Dans son arrêt, la Cour a constaté que la nécessité de simplifier la preuve ne justifiait pas qu’une personne puisse être condamnée à un emprisonnement de 5 à 10 ans pour incitation au terrorisme s’il n’existe pas d’indices sérieux de risque qu’une infraction terroriste puisse être commise.

Elle a conclu que “La disposition attaquée n’est pas nécessaire dans une société démocratique et limite la liberté d’expression de manière disproportionnée”.
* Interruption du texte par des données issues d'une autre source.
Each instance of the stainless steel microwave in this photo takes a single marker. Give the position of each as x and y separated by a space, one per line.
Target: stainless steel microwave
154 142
La LDH ne peut que se réjouir de cette victoire pour la liberté d’expression.
Elle regrette cependant d’avoir dû une nouvelle fois en arriver à ce passage par la Cour constitutionnelle pour faire valoir ce droit fondamental. La LDH avait attiré l’attention du gouvernement à de nombreuses reprises sur l’impérative nécessité de préserver les droits fondamentaux, et en l’occurrence, la liberté d’expression, dans le cadre de la lutte contre le terrorisme. Elle a parfois l’impression de s’adresser à un interlocuteur qui n’appréhende la lutte contre le terrorisme que par le prisme de l’escalade sécuritaire, sans trop se soucier de préserver les droits fondamentaux. Elle se réjouit que la plus haute autorité constitutionnelle de notre Etat se porte garante du droit à la liberté d’expression, même dans le cadre de la lutte contre le terrorisme.

Cet arrêt constitue une sérieuse piqûre de rappel au gouvernement : les droits fondamentaux doivent demeurer au cœur des politiques mises en œuvre, même quand elles sont adoptées au nom de notre sécurité.